I’ve been playing around with some ideas for a VCA build and looking at different topologies and methods. Along the way I had the question of whether to do an exponential or linear circuit (or switchable) and was playing around with different exponential setups.
At one point I thought it was getting too much for my simple VCA, so I thought I’d scrap the exponential part.
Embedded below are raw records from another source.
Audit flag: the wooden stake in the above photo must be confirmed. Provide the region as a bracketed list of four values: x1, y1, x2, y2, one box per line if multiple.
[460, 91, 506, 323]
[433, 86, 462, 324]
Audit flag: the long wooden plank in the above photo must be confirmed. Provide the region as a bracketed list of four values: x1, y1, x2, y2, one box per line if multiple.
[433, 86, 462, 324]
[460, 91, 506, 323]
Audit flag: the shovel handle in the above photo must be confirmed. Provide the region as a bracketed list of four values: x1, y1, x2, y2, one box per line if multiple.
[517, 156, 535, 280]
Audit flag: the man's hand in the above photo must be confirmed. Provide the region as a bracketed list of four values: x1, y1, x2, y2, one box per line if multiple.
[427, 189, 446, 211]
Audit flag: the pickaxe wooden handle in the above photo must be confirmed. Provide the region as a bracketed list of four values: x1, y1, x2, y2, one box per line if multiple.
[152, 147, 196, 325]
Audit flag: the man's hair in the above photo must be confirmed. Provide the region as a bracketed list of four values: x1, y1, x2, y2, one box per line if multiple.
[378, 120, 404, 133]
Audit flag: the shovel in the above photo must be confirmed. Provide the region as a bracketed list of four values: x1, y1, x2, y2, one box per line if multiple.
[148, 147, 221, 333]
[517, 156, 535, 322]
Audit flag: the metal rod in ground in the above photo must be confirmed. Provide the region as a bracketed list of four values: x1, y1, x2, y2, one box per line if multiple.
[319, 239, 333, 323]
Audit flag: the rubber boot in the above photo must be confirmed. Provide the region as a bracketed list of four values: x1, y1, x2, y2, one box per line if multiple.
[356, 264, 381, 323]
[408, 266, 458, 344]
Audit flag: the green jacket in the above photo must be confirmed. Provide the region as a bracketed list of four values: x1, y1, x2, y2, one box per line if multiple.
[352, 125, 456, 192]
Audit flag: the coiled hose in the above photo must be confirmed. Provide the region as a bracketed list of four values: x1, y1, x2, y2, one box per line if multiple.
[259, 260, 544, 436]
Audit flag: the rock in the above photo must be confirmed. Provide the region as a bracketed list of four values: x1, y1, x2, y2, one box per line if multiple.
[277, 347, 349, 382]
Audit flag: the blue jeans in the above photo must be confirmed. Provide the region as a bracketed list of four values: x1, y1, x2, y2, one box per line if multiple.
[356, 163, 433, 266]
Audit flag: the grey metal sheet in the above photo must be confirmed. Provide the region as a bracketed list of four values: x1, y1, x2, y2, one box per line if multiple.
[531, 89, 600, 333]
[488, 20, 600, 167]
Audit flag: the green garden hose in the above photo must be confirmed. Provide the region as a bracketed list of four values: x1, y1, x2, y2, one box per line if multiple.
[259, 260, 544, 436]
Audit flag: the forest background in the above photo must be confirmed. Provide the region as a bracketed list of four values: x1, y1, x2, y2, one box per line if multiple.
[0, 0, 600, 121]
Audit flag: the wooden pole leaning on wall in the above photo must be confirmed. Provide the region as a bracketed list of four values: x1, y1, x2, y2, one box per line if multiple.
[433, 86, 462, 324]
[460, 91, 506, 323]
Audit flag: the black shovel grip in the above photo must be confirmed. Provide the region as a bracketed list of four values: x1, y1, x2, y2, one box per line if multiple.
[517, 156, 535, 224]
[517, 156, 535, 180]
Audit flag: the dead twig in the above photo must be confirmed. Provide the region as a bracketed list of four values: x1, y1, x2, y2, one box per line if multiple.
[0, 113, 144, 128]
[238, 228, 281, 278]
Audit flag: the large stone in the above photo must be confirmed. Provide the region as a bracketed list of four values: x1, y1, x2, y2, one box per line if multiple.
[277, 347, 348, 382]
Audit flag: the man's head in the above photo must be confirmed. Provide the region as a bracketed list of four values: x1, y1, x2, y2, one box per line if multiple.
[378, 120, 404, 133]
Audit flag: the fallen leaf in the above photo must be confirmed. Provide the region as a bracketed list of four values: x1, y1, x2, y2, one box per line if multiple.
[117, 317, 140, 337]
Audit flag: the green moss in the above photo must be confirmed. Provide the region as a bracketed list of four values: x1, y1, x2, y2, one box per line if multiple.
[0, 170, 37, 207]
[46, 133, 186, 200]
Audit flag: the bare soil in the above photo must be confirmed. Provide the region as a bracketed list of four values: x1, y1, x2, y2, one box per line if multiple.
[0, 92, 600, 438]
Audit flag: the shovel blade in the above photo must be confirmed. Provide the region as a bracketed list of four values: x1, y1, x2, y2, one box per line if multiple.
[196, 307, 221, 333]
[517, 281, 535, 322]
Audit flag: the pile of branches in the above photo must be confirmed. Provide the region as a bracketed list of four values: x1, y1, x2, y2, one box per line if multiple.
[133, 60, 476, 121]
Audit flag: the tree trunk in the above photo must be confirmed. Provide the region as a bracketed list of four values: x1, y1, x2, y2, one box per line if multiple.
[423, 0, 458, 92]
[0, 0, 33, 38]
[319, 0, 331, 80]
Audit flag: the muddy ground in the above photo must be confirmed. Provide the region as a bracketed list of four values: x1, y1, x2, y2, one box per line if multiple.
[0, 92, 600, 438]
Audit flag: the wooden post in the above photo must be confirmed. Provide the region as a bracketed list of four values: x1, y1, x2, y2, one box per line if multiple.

But then I thought “why not just make a module that takes a linear CV and outputs an exponential one?”
Hopefully someone on here could have a look and play (or tell me why it is a stupid idea).
It currently has input and output offsets, an “exponent” adjustment (really just a multiplier on the mixed inputs) and a normal and inverted output.
I thought it might also be useful as a utility module for interfacing with non V/oct gear, but might have to build a reverse version that outputs a log function for that instead.
Slightly updated schematic. Same circuit, just made the visualisation clearer. Also renamed the “exponent” adjustment to “multiplier” as that is more correct anyway.
Actually I had been working on mine a while ago (probably from similar sources) and his video prompted me to revisit it!
Great content he puts out. Even though I try to tweak things from various sources to make my “own” circuits (in so much as I understand what I’m putting together, not in terms of me developing anything novel) I really get a lot from following his logical building up from smaller parts.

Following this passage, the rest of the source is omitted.